As far as the spectator’s interest is concerned, moreover, there’s never any real contest between greenhorn Nuke and smoldering Crash. The movie is geared in a number of ways to stroke and reward an older generation’s resentment against callow youth. Most of the best laughs are at Nuke’s expense, and the excesses of Millie, the younger baseball groupie, are similarly designed to make Annie seem more discerning and appealing than she might otherwise appear. The more ridiculous Nuke and Millie are made to appear, the more glamorous Crash and Annie become, even in the pathos of their aging.

Insofar as baseball is something of a boy’s game, Bull Durham is infused with both the joys and the gaucheries of boyhood and is also concerned with the difficulties of growing beyond it. The movie is smart enough to acknowledge the homosexual undertones in the tension between Crash and Nuke — mainly through its spokesperson, Annie, who notes these tendencies early on, apparently so we can more easily dismiss them. But lockerroom misogyny and related attitudes (batting averages are compared like penis sizes) are still close to the heart of what gives this movie its energy, and the use of Annie as a narrative voice turns out to be rather deceptive. In the final analysis, she’s not so much a speaker as an amplifier; the two male speakers get plugged into her at different stages in the plot.

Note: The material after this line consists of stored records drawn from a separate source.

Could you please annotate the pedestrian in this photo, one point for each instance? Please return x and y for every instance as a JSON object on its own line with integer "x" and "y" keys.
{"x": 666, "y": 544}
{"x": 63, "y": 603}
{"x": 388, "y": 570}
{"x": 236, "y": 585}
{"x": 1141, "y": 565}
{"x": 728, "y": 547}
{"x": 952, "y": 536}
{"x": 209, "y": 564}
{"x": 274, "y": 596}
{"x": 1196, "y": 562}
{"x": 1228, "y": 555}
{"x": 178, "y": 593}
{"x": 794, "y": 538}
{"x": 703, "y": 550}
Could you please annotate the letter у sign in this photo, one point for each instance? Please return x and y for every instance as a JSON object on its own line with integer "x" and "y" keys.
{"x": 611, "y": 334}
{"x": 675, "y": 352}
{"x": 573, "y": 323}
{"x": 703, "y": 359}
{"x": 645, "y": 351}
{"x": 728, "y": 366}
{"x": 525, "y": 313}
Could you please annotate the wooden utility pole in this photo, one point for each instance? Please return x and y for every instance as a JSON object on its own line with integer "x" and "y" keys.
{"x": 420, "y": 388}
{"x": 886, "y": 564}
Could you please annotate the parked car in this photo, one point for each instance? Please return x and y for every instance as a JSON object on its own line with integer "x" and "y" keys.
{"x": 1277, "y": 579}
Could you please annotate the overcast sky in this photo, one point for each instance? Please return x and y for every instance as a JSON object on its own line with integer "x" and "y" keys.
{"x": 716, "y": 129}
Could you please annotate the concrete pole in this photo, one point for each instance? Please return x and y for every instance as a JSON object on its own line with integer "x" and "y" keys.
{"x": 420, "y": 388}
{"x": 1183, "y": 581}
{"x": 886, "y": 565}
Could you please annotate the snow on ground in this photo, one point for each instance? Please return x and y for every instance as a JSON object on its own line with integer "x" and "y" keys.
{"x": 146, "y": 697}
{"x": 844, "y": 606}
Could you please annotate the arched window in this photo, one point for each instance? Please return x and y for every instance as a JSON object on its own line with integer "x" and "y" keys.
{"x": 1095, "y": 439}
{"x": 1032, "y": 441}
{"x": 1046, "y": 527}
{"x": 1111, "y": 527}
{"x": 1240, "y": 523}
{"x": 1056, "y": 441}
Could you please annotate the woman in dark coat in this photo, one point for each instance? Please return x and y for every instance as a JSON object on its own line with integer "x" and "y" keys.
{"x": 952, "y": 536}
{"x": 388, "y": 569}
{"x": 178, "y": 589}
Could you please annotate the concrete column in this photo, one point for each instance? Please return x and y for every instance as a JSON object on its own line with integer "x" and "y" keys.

None of this really invalidates Bull Durham — one does not, after all, go to a baseball comedy looking for affirmations of feminism — but it does indicate some of the conditions for enjoying it; the laughs and euphoria remain firmly lodged at the center of the movie, when Crash and Nuke are both involved in the game. A nostalgic, old-fashioned Hollywood movie, Bull Durham uses its uncharacteristic intelligence more as a smoke screen than as a direct route into its subject. That is not necessarily much of a problem, but it can be if you see the movie twice.